残りは、ヤム(山芋の一種)、タロ(里芋の仲間)、パンノキ、バナナ等の根菜を主食とする文化を保持したまま原アウストロネシア語族となる。
- 5000 BC 以降
- 中国方面から初期農耕文化(根栽栽培)を受け入れた原アウストロネシア語族は、台湾へ渡り、前2500年までの間、縄蓆文土器を残す。
台湾のアタヤル族などの高山諸部族はその時の移住者の子孫。
- 3000〜1000 BC
- 原アウストロネシア語族は台湾を出て、フィリピンを経由して東西へ広がってゆく。
フィリピンから先は二手に分かれた。
- 西方語派:フィリピン→東部インドネシア →→ インドネシア語派の誕生
- 東方語派:フィリピン→スラウェシ→モルッカ→オセアニア →→ オセアニア語派の誕生
- 2000〜500 BC
- 原アウストロネシア語族の西方分派が台湾を離れ、フィリピン経由でインドネシアに到達(以下ベルウッドによる)。

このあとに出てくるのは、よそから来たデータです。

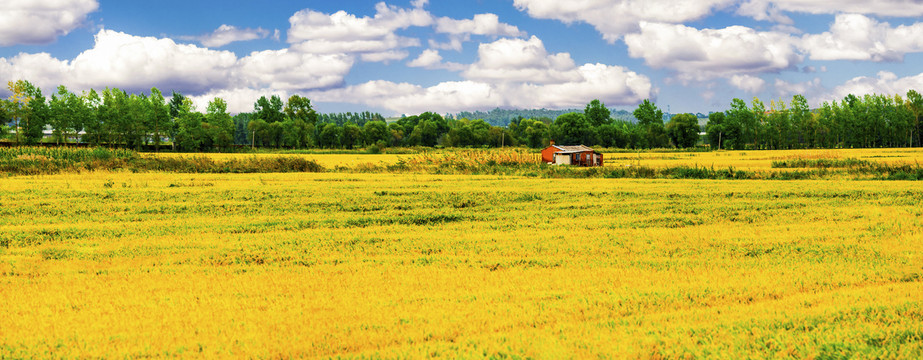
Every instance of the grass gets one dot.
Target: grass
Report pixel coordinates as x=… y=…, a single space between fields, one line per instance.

途中、台湾では円山(ユァンシャン)文化 (2000BC) 、フィリピンではタボン初期土器 (1500BC以降) を残す。
インドネシア語派が成立したのはこの時期。
同語派は間もなく次のような3グループに分かれた。
- 北西語群(フィリピン語群)……原住地のフィリピンを中心にほとんど動いておらず、北スラウェシへ南下したり、台湾へ逆流した程度で、最もオリジナルの西アウストロネシア人に近いと考えられる。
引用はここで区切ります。